Dienstag, 16. Januar 2024

Der Fahrzeugbestand im Ennepe-Ruhr-Kreis ist 2023 weiter angewachsen. Das Straßenverkehrsamt der Kreisverwaltung verzeichnete am Jahresende 267.141 Fahrzeuge, 3.646 mehr als 2023 (plus 1,38 Prozent). Diese Entwicklung bestätigt den Trend der Vorjahre.

Die Statistik liefert zahlreiche Details: Etwa vier von fünf Fahrzeugen – exakt 205.212 – sind Personenkraftwagen. Stark vertreten sind darüber hinaus Krafträder (22.478), Anhänger (19.655) und Lastkraftwagen (11.695). 11.087 Neufahrzeuge (10.961) erhielten in den letzten zwölf Monaten erstmals ein Kennzeichen. Umgeschrieben wurden 39.668 (36.673) Fahrzeuge.

Weitere Einzelheiten: 4.454 Fahrzeuge, die für den Straßenverkehr zugelassen sind, sind älter als 30 Jahre und damit mit dem H-Kennzeichen unterwegs, 6.334 haben ein Saisonkennzeichen, 1.522 ein Kurzzeitkennzeichen.

Die Zahl der reinen Elektrofahrzeuge ist in den letzten zwölf Monaten um fast 39 Prozent gestiegen und lag zum Jahreswechsel bei 5.721 (2022 4.124). Dazu kommen noch 11.703 (9.235) Hybrid-Fahrzeuge. Insgesamt „stromern“ damit zwischen Hattingen und Breckerfeld, Herdecke und Schwelm 17.424 Fahrzeuge. Von diesen tragen 8.433 ein „E“ im Kennzeichen (2022 6.461). Rechnerisch sind folglich 7 Prozent der Personenwagen ganz oder teilweise elektrisch unterwegs.
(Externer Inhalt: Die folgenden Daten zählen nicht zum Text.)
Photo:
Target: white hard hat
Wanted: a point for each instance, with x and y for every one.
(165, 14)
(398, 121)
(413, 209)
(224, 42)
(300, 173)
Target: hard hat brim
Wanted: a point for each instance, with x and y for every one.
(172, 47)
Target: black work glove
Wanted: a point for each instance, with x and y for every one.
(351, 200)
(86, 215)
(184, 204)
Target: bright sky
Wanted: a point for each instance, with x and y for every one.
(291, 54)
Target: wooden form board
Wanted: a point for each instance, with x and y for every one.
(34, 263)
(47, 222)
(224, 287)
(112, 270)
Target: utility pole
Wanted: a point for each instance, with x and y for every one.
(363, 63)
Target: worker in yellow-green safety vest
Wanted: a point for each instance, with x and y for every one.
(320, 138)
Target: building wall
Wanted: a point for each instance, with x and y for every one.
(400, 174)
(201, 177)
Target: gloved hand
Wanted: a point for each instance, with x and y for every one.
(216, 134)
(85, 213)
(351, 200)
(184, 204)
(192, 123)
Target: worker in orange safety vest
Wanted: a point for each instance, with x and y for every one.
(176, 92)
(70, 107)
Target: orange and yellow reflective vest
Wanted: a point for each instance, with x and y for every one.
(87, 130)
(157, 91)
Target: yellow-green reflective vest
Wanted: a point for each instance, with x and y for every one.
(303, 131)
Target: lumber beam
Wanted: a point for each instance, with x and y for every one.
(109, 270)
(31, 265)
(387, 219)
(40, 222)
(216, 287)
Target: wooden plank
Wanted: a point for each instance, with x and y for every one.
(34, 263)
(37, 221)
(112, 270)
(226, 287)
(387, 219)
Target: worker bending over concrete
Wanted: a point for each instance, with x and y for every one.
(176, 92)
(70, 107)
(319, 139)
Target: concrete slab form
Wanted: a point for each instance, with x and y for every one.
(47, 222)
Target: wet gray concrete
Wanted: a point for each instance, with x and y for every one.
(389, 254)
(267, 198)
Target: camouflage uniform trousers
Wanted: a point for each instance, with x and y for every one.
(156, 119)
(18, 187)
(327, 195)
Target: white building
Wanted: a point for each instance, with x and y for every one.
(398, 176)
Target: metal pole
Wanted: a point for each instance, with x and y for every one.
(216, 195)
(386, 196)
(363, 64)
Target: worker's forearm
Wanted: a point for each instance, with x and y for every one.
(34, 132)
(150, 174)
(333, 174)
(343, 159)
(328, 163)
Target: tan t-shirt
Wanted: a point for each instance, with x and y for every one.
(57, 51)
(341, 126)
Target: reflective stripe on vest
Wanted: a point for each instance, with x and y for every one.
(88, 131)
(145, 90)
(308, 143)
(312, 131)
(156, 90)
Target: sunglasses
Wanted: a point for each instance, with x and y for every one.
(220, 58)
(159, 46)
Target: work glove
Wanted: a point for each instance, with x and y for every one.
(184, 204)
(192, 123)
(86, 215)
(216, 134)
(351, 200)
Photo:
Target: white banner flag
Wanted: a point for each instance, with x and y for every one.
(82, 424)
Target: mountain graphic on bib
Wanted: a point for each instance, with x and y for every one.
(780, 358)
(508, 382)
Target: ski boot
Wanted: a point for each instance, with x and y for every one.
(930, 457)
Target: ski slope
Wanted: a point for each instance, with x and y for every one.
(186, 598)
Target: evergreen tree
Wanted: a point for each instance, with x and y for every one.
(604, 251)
Zwei weitere 2023er Entwicklungen: Die Zahl der Diesel-Neuzulassungen stieg im Vorjahresvergleich um 271 auf 1.486, die Zahl der „WIT“ Kennzeichen sank – erstmals seit Wiedereinführung dieser Alternative zur „EN“ Variante – von 43.026 auf 39.957.

Wer 2024 ein Fahrzeug an-, um- oder abmelden möchte, sollte beachten: Für Besuche des Straßenverkehrsamtes in Schwelm und der Zulassungsstelle in Witten gilt grundsätzlich Terminpflicht. Das Buchungsportal findet sich auf der Internetseite der Kreisverwaltung (www.enkreis.de).

Ganz ohne Termin und rund um die Uhr sind die Dienstleistungen des Straßenverkehrsamtes online erreichbar. Den Weg hierfür freigemacht hat eine seit September geltende neue Verordnung. Seitdem ist es beispielsweise auch möglich, die für Zulassungen notwendigen Formalitäten am heimischen Rechner zu erledigen, die Kennzeichen zu montieren und direkt loszufahren. In den ersten zehn Tagen ist hierfür der vorläufige digitale Zulassungsbescheid ausreichend. Die weiterhin anzubringenden Plaketten gehen parallel per Post auf den Weg zum Bürger.

Weiterer Vorteil: Wer online unterwegs ist, spart Geld. So sind Adressänderungen online gut 6 Euro billiger, Ummeldungen kosten rund 14 Euro weniger und Neuzulassungen lassen die Rechnung vom Amt 18 Euro geringer ausfallen.

Wichtig für alle, die die Online-Angebote der Zulassungsstelle nutzen möchten: Sie benötigen ein so genanntes BundID Konto. Mit diesem Konto, auch als Nutzerkonto des Bundes bezeichnet, können sich Bürger für Online-Verwaltungsleistungen öffentlicher Stellen identifizieren und authentisieren und Online-Anträge bei Behörden stellen. Alle Informationen zum Zugang finden sich unter https://id.bund.de/de.

Stichwort E-Fahrzeuge in den kreisangehörigen Städten

E-Fahrzeuge: Breckerfeld 187 (2022 135), Ennepetal 577 (407), Gevelsberg 506 (371), Hattingen 1.023 (758), Herdecke 463 (338), Schwelm 433 (302), Sprockhövel 523 (370), Wetter 482 (342), Witten 1.527 (1.101).

Hybrid-Fahrzeuge: Breckerfeld 333 (2022 265), Ennepetal 1.400 (1.113), Gevelsberg 1.179 (944), Hattingen 1.916 (1.503), Herdecke 928 (716), Schwelm 1.114 (825), Sprockhövel 1.043 (850), Wetter 979 (778), Witten 2.811 (2.241).